Camille descendit lentement les marches.

Quand elle vit les marques rouges sur les petites mains de Léna, là où elle avait frappé contre la porte métallique, elle porta une main à sa bouche.
« Non… »
Je la regardai droit dans les yeux.
« Il l’a enfermée là-dessous parce qu’elle dérangeait ses investisseurs. »
Camille chancela comme si quelqu’un venait de la frapper.
Marc s’énerva aussitôt.
« Arrête de présenter ça comme si j’avais essayé de la tuer ! »
Cette fois, je m’approchai tellement près qu’il recula instinctivement.
« Tu veux savoir ce qui me retient de te jeter à la mer, Marc ? »
Deux opérateurs se figèrent discrètement.
Le pont entier retenait son souffle.
Je regardai ensuite Léna, toujours accrochée à moi malgré le masque d’oxygène.
Puis je répondis moi-même à ma question.
« Elle. »
Marc comprit enfin quelque chose d’essentiel à mon sujet.
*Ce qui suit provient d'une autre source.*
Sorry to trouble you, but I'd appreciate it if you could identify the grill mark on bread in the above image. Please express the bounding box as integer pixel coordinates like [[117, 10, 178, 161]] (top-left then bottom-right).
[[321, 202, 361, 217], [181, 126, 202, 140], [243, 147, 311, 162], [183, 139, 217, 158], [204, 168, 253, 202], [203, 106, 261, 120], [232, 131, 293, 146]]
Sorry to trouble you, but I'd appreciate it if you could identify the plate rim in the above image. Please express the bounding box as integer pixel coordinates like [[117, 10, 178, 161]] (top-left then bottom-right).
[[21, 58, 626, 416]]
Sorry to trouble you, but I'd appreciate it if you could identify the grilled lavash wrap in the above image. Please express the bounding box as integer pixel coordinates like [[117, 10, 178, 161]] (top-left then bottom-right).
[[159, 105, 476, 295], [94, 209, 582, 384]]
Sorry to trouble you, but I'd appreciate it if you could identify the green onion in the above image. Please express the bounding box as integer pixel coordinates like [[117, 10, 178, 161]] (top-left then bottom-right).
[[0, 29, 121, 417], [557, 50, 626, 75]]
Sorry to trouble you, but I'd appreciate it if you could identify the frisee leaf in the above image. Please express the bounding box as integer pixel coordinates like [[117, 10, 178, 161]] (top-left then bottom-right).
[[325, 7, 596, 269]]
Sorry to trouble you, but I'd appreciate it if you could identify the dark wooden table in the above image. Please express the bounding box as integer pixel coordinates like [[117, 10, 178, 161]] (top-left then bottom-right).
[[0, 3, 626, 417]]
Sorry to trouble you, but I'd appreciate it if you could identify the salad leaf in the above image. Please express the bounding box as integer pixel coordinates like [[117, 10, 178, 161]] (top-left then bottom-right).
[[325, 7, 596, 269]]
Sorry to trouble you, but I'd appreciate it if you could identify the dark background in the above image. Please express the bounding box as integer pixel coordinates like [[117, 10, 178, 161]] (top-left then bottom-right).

La violence ne me faisait pas peur.
Le contrôle, oui.
Et je contrôlais encore parfaitement la situation.
Un hélicoptère apparut au loin quelques minutes plus tard.
Cette fois, même les invités commencèrent à paniquer.
« Un hélico militaire ? » murmura quelqu’un.
L’un des opérateurs reçut une transmission dans son oreillette puis se tourna vers moi.
« Les autorités maritimes montent à bord dans trois minutes. Le parquet a validé la saisie des enregistrements du navire. »
Marc devint livide.
« La saisie ?! »
Je sortis calmement la tablette contenant les preuves.
« Verrouillage manuel. Flux vidéo. Biométrie médicale. Témoins présents. »
Puis je le regardai.
« Tu as enfermé ma fille dans un compartiment moteur scellé. »
Le bruit des pales se rapprochait.
Marc regarda enfin autour de lui et réalisa ce que ses invités voyaient désormais :
Pas un homme riche et puissant.
Pas un entrepreneur brillant.
Juste un lâche terrifié… qui avait presque tué une enfant pour protéger son image.